He closed and was able to relock the laundry door. Once outside, he wedged the broken window back into place as best he could. Then he returned the chair to its place in the overgrown garden. Judging by the length of the grass, nobody came out here very much. Probably they wouldn’t notice that the chair had been moved. Not until they discovered what was missing and began to look around.
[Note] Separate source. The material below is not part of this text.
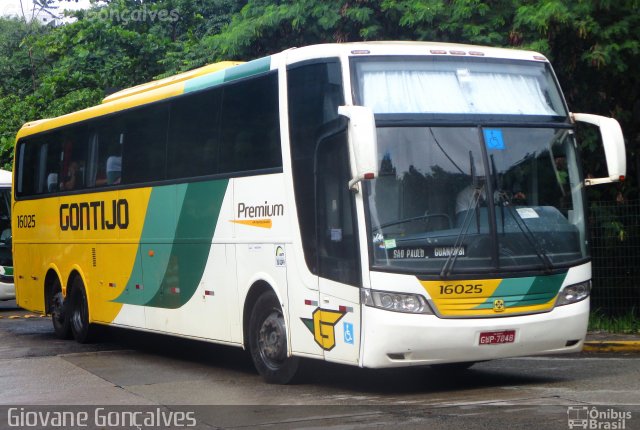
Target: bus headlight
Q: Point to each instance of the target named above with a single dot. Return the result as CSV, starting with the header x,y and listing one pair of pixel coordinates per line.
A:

The sun was warm and the overgrown garden, with its sounds of bird calls and a soft wind in the trees, seemed dreamlike in its peaceful, bright greenness. Shillingworth Trust was using this house as a bolt hole. It was a good place to be if you didn’t want anyone looking over your shoulder. Or if there was someone in the white-tiled room you wanted to attend to. Given the amount of money in that briefcase, someone would be back here for it soon enough. The best outcome would be if the police were waiting for them when they got here.
There was one last place for him to go: the surgery at Turramurra. He would do that tomorrow morning. Then he would call the police, regardless of Orion’s protocol. Would twenty-four hours make much difference? He could only hope it wouldn’t.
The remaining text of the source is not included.